Mais la nostalgie est dans l’air du temps !
Je m’y réfugie beaucoup trop souvent…
Je ne suis pas le seul, jugez-en, constatez.

Dans mon agenda "pense-bête" des textes à rédiger,
J’avais écrit: « ‘’Monsieur Gras’’,
Eveil école primaire »,
pour ne pas oublier
Les louanges que je veux lui adresser
Quand mon inspiration sera au rendez-vous !

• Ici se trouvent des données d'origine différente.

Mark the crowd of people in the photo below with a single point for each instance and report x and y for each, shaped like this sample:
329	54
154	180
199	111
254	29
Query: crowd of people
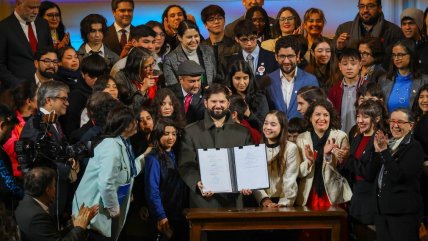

Monsieur Gras est l’instituteur
De l’école primaire à qui je dois tout ;
Je voulais parler de lui 
Et surtout de ce temps particulier de l’enfance
Où chacun peut prendre le bon aiguillage de sa vie … 
S’il a de la chance !

À quelques jours près, une ‘’ex-instit’’;
Copine super sympa de la chorale des "Verdurons",
M’offre un magnifique bouquin
Qui lui « a donné la chair de poule 
» :

C’est << Souvenirs de mon école >>
Inscrit à la craie, ce titre,
 
Sur une ardoise d’écolier en carton,
Forme la couverture du livre,
 
Qu’en le voyant,
On fait un bond de 50 ans en arrière, en primaire !


Ça remonte … Ça remonte… l’enfance éphémère ! ! !

Ma ‘’primaire’’, c’est « l’école des curés » !
Le quartier des Buërs était mal famé,
Mes parents n’ont pas lésiné :
Elle est proche de l’église d‘un côté,
Du terrain de foot de l’autre côté …
Et plus proche de notre immeuble,
Ce qui n'est pas à négliger.
_
Mes parents avaient fait un choix
Qu’ils croyaient judicieux ;
Les évènements et la guerre l’ont rendu pernicieux !
Il fallait payer : et pour 3 enfants, fallait assumer …
Et la guerre, la deuxième mondiale n'a rien arrangé !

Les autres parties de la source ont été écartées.